Five Moments of Infidelity

This drama focuses on the relationships of five couples from various backgrounds in Melbourne as they attempt to deal with sexual indiscretions in completely different ways. It is the work of first time writer/director Kate Gorman and seeks to strike a realistic tone exploring the emotional pitfalls of cheating on your partner or discovering they have been unfaithful to you.

Five Moments of Infidelity

Each of the couples are facing different problems with their relationships, there's a guy who claims to be addicted to having affairs, a gay couple with an open relationship, an alcoholic mother with a guilty secret and a horny teenage daughter and a few others besides. They all have their own rules for fidelity but there isn't much honesty on display and they are a pretty unsympathetic bunch, I struggled to relate with any of them much less care about how their affairs would work out.

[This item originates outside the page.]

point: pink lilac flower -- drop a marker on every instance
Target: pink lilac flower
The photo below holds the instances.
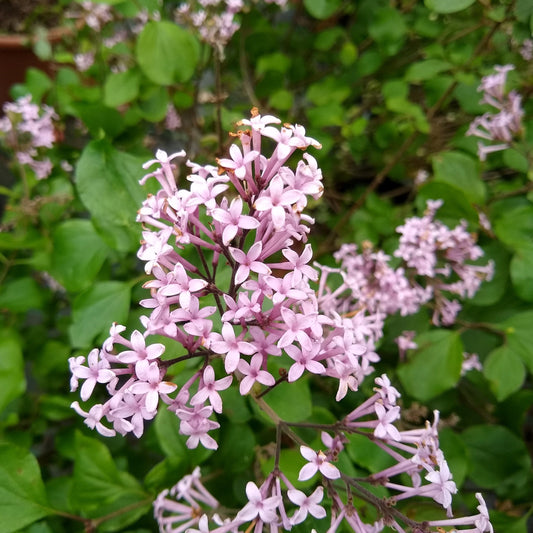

The lives of these people all overlap via work or social situations but there are so many of them that none of the individual stories really get the time they need to develop and things feel a bit disjointed. For the most part the scenarios don't feel very authentic, the dialogue is functional but lacks a realistic touch and the characters lack depth.

The acting is very average and dips to poor in places which can detract from your suspension of disbelief. The cast have mostly come from television and the production values and direction exacerbate the made for television feel of the film. In terms of the cheap and cheesy mood there is no doubt that the invasive musical score is the main culprit and there are parts of the soundtrack that would have been more at home in a soft-porn film.

It's rare to see a film that tries to deal with these kind of issues but if you are going to try then I think some insight is needed and believable characters that you can relate to are a must. For me this production just felt a bit pointless. It builds to a contrived dramatic ending which seeks to tie all the loose ends together but by the time it got there I was thoroughly bored.